The higher-priority thread/process will preempt the lower-priority thread when an interrupt causes the scheduler to be run to decide on what set of threads to run next, and the scheduler algorithm decides that the lower-priority thread needs to be replaced by the higher-priority one.
Interrupts come in two flavours:
Software interrupts, (syscalls) from threads that are already running and change the state of threads, eg. by signaling an event, mutex or semaphore upon which another thread is waiting, and so making it ready to run.
Hardware interrupts that cause a driver to run and that driver chooses to invoke the scheduler on exit because an I/O operation has completed or some timeout interval has expired that needs to change the set of running threads, (eg. disk, NIC, KB, mouse, timer).

Will detached NSThreads always complete prior to application exit?

When using NSThread's detachNewThreadSelector:toTarget:withObject:, I'm finding that the thread will fully complete its execution before the application is terminated normally if the user were to attempt to quit the application while the background process was executing.
In this case, this is the behavior I desire, but I couldn't find anything in Apple's docs that suggests that this will always be the case.
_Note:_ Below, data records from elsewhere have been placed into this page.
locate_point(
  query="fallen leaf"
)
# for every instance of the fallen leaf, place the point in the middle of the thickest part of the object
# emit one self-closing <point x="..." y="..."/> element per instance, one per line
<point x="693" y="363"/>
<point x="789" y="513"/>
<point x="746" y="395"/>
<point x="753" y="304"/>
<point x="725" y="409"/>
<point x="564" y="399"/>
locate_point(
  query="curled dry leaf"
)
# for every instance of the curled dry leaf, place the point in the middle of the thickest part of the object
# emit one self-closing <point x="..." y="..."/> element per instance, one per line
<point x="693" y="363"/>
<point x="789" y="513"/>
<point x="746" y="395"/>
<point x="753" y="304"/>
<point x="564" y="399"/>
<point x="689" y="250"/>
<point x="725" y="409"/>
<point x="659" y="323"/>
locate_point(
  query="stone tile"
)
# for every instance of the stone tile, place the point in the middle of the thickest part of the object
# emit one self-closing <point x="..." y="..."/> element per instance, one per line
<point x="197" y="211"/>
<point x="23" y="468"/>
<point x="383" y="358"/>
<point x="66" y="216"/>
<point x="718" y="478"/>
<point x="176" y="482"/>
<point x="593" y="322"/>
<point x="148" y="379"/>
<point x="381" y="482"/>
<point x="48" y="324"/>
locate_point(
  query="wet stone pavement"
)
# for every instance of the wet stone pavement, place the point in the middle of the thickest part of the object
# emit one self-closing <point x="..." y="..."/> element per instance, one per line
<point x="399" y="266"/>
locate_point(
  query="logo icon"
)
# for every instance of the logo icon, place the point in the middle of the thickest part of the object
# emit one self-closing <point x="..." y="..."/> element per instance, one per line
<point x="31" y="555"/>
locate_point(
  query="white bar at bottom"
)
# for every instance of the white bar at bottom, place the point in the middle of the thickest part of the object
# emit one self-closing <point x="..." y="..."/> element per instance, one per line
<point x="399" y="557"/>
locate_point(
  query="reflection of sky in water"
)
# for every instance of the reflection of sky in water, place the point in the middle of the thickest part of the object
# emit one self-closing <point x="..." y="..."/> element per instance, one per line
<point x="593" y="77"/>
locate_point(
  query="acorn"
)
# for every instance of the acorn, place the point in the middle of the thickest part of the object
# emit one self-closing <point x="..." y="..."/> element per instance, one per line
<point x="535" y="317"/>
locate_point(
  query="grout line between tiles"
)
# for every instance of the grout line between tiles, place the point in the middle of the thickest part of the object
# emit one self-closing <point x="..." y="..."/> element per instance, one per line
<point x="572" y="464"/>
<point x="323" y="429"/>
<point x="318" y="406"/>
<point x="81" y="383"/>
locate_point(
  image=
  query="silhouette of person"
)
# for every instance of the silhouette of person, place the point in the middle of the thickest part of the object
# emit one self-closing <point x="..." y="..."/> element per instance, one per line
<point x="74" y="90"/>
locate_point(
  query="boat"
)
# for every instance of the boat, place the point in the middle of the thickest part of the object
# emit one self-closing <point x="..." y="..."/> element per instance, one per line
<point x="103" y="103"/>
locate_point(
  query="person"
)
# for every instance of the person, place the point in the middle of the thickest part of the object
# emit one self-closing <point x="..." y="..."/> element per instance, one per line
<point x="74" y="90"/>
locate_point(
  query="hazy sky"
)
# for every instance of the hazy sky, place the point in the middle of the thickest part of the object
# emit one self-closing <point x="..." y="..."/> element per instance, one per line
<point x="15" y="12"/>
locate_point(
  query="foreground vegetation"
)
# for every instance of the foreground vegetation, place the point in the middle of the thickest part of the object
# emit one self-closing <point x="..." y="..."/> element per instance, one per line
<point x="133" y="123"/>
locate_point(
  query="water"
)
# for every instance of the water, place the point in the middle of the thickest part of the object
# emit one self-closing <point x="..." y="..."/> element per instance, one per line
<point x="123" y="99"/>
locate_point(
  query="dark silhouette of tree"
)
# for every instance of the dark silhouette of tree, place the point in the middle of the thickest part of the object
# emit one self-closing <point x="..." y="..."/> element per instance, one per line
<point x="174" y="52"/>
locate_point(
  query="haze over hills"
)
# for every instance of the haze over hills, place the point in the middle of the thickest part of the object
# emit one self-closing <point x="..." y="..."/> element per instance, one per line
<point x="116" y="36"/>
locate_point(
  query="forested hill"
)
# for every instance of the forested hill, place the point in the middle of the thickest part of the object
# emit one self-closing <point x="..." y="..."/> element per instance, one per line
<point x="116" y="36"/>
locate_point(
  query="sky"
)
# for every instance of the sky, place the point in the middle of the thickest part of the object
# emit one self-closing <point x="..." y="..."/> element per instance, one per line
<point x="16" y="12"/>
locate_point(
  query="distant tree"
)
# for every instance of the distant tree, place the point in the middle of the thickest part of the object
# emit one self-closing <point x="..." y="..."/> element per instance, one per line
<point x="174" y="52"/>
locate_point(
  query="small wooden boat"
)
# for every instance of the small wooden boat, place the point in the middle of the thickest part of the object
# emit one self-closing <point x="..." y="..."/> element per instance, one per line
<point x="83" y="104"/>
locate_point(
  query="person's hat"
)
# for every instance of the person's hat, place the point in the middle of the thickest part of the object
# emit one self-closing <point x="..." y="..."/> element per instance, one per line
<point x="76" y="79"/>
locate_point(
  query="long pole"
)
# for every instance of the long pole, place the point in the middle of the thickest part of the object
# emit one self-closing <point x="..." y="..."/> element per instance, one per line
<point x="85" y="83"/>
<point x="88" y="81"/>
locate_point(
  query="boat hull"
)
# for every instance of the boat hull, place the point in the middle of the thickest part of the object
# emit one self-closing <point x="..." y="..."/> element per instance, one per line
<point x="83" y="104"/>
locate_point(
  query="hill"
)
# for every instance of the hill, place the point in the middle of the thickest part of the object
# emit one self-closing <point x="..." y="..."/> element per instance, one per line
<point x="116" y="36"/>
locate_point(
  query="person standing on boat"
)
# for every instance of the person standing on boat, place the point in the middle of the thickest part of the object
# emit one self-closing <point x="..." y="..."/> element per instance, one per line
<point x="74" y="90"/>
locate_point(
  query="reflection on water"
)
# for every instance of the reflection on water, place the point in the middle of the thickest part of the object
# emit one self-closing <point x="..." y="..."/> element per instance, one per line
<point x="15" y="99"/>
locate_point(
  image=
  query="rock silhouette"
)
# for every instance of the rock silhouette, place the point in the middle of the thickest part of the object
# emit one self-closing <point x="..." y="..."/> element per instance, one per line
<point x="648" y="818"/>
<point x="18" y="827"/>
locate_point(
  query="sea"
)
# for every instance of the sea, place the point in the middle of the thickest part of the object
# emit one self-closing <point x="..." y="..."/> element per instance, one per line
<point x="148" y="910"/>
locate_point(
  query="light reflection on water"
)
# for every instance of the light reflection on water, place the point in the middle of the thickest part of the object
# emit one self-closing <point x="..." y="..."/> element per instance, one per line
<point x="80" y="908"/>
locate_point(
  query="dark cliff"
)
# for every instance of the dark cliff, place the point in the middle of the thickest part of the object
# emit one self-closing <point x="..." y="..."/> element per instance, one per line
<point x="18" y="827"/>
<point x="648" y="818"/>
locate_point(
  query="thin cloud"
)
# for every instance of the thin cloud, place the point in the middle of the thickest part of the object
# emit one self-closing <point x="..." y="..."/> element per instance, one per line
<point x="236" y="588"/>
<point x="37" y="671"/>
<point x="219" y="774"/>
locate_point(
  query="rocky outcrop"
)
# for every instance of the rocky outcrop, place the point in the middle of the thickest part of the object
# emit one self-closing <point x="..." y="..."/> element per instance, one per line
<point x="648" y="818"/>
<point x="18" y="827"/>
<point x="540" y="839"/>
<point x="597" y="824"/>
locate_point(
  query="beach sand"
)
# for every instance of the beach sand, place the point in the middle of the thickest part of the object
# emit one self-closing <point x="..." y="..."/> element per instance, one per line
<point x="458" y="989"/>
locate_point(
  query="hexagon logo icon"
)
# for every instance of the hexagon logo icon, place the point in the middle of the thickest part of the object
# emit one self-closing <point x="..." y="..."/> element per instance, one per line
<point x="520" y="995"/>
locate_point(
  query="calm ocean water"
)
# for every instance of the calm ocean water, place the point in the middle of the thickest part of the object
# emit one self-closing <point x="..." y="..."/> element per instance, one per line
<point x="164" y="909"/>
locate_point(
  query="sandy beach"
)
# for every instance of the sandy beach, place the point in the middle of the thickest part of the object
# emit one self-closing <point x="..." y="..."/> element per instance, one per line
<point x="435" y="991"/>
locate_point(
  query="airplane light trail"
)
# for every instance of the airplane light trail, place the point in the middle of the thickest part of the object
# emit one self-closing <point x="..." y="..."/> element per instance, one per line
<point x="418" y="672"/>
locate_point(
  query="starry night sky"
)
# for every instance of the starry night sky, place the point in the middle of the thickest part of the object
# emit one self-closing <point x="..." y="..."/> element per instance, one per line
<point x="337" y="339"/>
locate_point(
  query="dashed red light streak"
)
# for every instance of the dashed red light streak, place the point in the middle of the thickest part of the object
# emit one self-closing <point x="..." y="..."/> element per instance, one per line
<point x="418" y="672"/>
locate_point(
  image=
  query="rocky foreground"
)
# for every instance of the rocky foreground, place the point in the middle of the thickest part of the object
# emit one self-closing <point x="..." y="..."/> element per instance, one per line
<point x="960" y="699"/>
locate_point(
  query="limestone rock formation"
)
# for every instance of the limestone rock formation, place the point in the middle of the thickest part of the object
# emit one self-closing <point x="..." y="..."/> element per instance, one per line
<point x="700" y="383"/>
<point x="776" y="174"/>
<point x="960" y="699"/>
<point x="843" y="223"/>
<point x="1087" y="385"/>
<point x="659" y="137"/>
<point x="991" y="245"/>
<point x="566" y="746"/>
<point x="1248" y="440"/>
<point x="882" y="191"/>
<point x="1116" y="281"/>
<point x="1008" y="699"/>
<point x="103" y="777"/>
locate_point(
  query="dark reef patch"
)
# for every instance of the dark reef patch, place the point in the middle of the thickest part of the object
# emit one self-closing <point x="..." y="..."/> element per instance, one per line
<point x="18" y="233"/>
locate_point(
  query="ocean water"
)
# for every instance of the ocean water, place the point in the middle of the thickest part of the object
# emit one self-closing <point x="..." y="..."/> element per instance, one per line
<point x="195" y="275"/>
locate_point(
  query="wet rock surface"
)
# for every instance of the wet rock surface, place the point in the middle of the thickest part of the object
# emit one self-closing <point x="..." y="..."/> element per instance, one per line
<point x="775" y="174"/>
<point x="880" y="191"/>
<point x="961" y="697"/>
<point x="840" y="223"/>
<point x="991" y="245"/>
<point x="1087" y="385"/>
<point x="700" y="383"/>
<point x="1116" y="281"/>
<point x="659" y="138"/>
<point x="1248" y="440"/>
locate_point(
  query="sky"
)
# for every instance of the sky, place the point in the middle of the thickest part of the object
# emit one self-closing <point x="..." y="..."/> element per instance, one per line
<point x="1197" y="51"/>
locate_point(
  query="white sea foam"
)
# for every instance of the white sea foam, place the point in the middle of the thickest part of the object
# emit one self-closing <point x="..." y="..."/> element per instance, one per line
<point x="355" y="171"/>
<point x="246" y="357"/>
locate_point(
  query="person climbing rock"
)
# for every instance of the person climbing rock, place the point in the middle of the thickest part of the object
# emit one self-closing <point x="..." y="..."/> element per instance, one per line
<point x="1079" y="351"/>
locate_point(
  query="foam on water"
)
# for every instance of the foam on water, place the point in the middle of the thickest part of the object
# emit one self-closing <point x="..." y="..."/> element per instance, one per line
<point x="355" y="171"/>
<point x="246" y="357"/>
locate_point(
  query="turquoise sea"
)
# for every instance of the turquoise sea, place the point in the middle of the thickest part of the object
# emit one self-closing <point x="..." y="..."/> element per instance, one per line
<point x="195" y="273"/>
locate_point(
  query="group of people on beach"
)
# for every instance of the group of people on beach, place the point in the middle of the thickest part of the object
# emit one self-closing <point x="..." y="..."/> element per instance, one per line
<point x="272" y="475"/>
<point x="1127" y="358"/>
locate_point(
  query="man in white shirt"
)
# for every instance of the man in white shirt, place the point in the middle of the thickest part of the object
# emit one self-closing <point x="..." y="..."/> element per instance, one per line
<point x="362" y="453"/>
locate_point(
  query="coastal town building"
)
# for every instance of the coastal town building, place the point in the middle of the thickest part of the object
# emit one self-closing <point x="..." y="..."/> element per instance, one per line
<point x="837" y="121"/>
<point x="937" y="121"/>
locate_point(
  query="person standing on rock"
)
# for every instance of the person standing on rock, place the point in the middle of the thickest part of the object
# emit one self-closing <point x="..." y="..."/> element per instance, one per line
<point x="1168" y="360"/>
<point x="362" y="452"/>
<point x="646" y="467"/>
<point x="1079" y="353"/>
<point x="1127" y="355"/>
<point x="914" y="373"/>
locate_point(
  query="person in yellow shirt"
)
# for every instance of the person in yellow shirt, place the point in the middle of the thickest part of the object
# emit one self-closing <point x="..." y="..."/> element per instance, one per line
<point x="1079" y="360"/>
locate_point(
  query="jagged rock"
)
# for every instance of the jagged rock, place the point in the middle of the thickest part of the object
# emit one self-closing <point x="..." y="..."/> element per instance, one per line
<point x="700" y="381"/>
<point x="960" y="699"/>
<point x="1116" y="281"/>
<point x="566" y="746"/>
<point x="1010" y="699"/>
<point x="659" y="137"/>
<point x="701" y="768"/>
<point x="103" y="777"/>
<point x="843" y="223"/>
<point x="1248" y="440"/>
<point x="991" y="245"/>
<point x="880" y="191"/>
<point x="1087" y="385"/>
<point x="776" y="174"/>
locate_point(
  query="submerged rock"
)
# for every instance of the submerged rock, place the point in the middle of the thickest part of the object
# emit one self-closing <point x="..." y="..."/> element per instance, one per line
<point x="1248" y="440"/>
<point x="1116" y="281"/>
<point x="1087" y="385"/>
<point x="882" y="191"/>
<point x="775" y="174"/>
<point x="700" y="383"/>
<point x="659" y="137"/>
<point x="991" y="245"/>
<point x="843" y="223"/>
The only relevant information I was able to find was the following, from Apple's Threading Programming Guide:
Important: At application exit time, detached threads can be terminated immediately but joinable threads cannot. Each joinable thread must be joined before the process is allowed to exit. Joinable threads may therefore be preferable in cases where the thread is doing critical work that should not be interrupted, such as saving data to disk.
So from this, I know that detached threads can be terminated at the time of application exit, but will they ever be terminated automatically? Or, am I always safe to assume the thread will complete its execution before the application quits?
You cannot assume that any thread -- including the main thread -- will ever complete execution normally, regardless of the documentation.
This is because the user can quit an application at any time, the system may lose power/panic, or the app may crash.
As for detached threads, it would not be unheard of for the system frameworks to automatically terminate the app forcibly after some timeout once the main event loop has given up the ghost.